From a July 21, 2015 article in the Salina (KS) Journal by Tim Horan, “City approves exterior plaza for field house”…….
Salina Mayor Jon Blanchard said he wants the appearance of the field house to be unique.
“It is going to be a building designed for the downtown environment that it is in,” he said. “It can’t be a pole barn. That block needs to be done in a fashion that it looks good. If we’re planning to build a pole barn, I’m wanting out of doing the building.”
(The full article can be read here: https://www.salina.com/news/city-approves-exterior-plaza-for-field-house/article_1fe85791-6e3c-5275-9f83-51fb94255243.html)
What the good (yet uniformed) mayor is missing is a “pole barn” (more properly referred to as a post frame building) can look just like any other building.
The term “post frame” comes from the major structural supports for the building being wood columns (or posts) typically embedded into the ground (although they can be bracket mounted to concrete, or similar, foundations). The “post frame” becomes the structural skeleton of the building.
No different than any other structural system – whether stick framed (stud walls), steel frame, block, etc., the exterior of a post frame building may be sided and roofed with any materials. Any materials can be T1-11, board and batten, vinyl – wood or cement siding, stucco, log look, masonry….need I say more? The difference – post frame construction happens to be the most cost effective permanent structural system for low rise buildings (generally up to 50 foot tall walls or three stories).
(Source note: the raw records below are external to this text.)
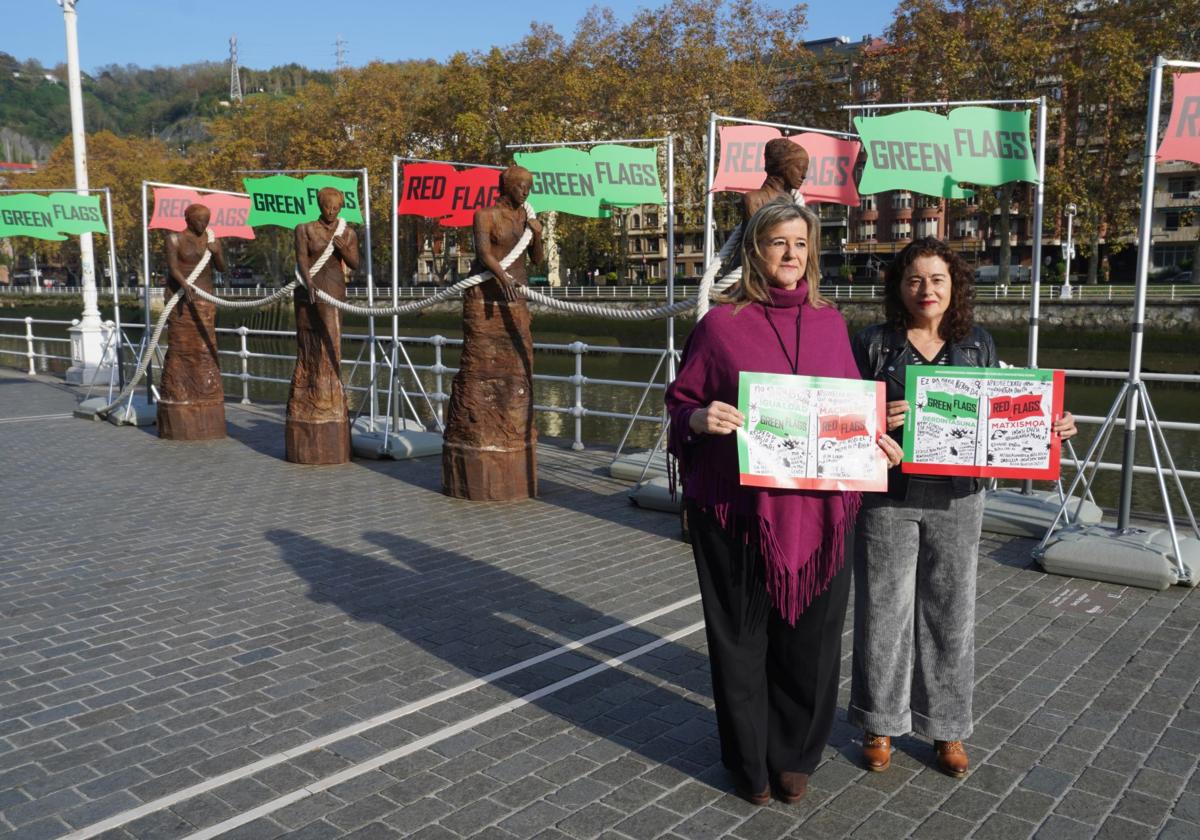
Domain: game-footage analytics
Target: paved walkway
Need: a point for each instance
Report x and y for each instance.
(202, 640)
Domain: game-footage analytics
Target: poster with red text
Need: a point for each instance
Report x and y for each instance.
(982, 421)
(228, 214)
(831, 175)
(810, 432)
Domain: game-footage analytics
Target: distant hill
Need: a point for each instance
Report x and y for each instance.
(168, 102)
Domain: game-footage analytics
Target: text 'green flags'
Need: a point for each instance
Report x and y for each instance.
(931, 154)
(587, 184)
(288, 202)
(49, 216)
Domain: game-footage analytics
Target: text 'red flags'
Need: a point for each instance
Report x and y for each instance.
(448, 195)
(1182, 139)
(831, 177)
(227, 214)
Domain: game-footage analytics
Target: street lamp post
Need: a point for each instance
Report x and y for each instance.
(1068, 251)
(87, 336)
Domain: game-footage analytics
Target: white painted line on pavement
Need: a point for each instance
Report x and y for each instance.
(235, 774)
(375, 763)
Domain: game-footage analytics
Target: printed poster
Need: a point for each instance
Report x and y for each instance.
(810, 432)
(983, 421)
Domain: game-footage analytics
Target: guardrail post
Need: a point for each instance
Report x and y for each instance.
(29, 343)
(244, 354)
(438, 370)
(579, 348)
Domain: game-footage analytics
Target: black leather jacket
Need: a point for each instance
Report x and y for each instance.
(881, 353)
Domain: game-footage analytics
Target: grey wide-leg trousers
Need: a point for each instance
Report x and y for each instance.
(915, 587)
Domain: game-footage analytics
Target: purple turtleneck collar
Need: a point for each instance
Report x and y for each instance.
(789, 298)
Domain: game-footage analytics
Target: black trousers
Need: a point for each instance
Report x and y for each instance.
(774, 685)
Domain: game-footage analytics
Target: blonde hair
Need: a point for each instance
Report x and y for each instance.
(754, 287)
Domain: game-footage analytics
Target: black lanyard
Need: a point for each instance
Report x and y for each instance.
(795, 363)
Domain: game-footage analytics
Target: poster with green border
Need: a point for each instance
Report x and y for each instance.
(810, 432)
(982, 421)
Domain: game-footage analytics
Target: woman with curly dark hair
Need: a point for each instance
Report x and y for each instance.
(917, 546)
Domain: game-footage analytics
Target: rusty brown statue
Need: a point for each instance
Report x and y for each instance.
(786, 165)
(490, 447)
(191, 403)
(318, 429)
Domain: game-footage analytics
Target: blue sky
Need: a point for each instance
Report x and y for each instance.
(149, 33)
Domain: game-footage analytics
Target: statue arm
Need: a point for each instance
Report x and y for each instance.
(303, 262)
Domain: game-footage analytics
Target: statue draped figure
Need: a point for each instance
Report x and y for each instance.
(318, 430)
(191, 402)
(490, 445)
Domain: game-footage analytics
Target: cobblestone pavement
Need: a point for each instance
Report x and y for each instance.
(202, 640)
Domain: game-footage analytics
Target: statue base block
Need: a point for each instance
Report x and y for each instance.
(191, 420)
(490, 473)
(317, 443)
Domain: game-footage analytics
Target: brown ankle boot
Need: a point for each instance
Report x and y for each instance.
(792, 786)
(952, 757)
(876, 751)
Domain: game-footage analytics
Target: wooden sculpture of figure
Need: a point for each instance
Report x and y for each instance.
(490, 447)
(318, 429)
(191, 403)
(786, 165)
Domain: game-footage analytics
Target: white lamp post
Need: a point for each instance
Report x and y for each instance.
(87, 335)
(1068, 251)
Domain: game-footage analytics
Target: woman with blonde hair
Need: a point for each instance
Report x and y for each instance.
(771, 562)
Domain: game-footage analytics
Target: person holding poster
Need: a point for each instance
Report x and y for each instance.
(771, 564)
(917, 546)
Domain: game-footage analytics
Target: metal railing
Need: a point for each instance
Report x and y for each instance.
(243, 371)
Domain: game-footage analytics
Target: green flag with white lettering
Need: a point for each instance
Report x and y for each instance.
(288, 202)
(588, 184)
(931, 154)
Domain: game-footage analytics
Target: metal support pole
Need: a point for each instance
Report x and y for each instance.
(117, 283)
(366, 220)
(709, 175)
(1125, 505)
(671, 253)
(145, 294)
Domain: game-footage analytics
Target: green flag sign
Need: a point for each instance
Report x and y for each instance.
(931, 154)
(288, 202)
(588, 184)
(49, 216)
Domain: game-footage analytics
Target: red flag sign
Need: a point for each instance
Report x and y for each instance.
(439, 191)
(228, 213)
(831, 177)
(1182, 139)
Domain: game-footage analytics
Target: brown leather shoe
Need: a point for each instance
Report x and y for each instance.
(876, 751)
(792, 786)
(952, 757)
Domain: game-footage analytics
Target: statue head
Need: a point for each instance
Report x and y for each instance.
(786, 160)
(515, 184)
(330, 201)
(197, 217)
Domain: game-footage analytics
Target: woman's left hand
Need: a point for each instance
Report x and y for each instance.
(1065, 426)
(891, 449)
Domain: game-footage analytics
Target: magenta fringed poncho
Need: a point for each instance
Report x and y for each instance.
(801, 534)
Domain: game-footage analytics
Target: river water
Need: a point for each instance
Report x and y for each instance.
(1089, 351)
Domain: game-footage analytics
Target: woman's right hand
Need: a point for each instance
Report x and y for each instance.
(718, 418)
(897, 412)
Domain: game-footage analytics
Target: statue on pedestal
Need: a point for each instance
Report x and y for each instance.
(191, 403)
(786, 165)
(318, 427)
(490, 445)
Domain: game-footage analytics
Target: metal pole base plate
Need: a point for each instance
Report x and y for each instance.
(1139, 557)
(1017, 514)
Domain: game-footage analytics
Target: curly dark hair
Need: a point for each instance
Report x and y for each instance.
(960, 316)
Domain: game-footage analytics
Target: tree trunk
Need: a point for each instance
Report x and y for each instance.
(1005, 232)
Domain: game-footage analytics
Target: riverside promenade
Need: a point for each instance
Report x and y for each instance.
(203, 640)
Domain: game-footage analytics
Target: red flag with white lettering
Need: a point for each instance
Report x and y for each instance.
(1182, 138)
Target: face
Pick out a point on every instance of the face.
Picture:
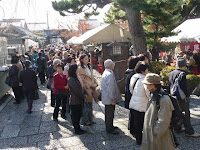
(150, 87)
(76, 71)
(85, 60)
(59, 70)
(146, 72)
(72, 62)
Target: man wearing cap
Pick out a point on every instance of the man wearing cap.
(156, 132)
(110, 95)
(184, 104)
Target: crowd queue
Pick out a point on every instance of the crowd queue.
(73, 87)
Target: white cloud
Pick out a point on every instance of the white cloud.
(36, 11)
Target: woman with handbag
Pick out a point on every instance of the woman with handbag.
(28, 79)
(139, 99)
(60, 90)
(76, 99)
(90, 85)
(14, 79)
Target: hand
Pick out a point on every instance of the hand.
(187, 98)
(114, 101)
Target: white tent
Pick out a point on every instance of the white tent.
(70, 40)
(103, 34)
(188, 31)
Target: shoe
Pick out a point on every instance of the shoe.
(80, 132)
(113, 132)
(193, 135)
(16, 103)
(179, 131)
(55, 119)
(116, 128)
(29, 111)
(63, 116)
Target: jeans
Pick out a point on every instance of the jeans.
(87, 113)
(187, 124)
(76, 113)
(109, 116)
(60, 100)
(17, 92)
(138, 124)
(42, 77)
(29, 96)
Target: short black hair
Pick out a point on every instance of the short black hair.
(60, 65)
(72, 71)
(158, 86)
(141, 67)
(14, 60)
(133, 62)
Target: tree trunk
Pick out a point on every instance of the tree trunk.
(137, 31)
This particular project in Salina is budgeted at $9 million for a 69,000 square foot building, or just over $130 per square foot. From my somewhere beyond 17,000 post frame buildings of experience, is money that could have been saved had a more open minded approach been taken towards a structural design solution.
Regardless of the end use – post frame construction should be a consideration to be examined for any low rise structure.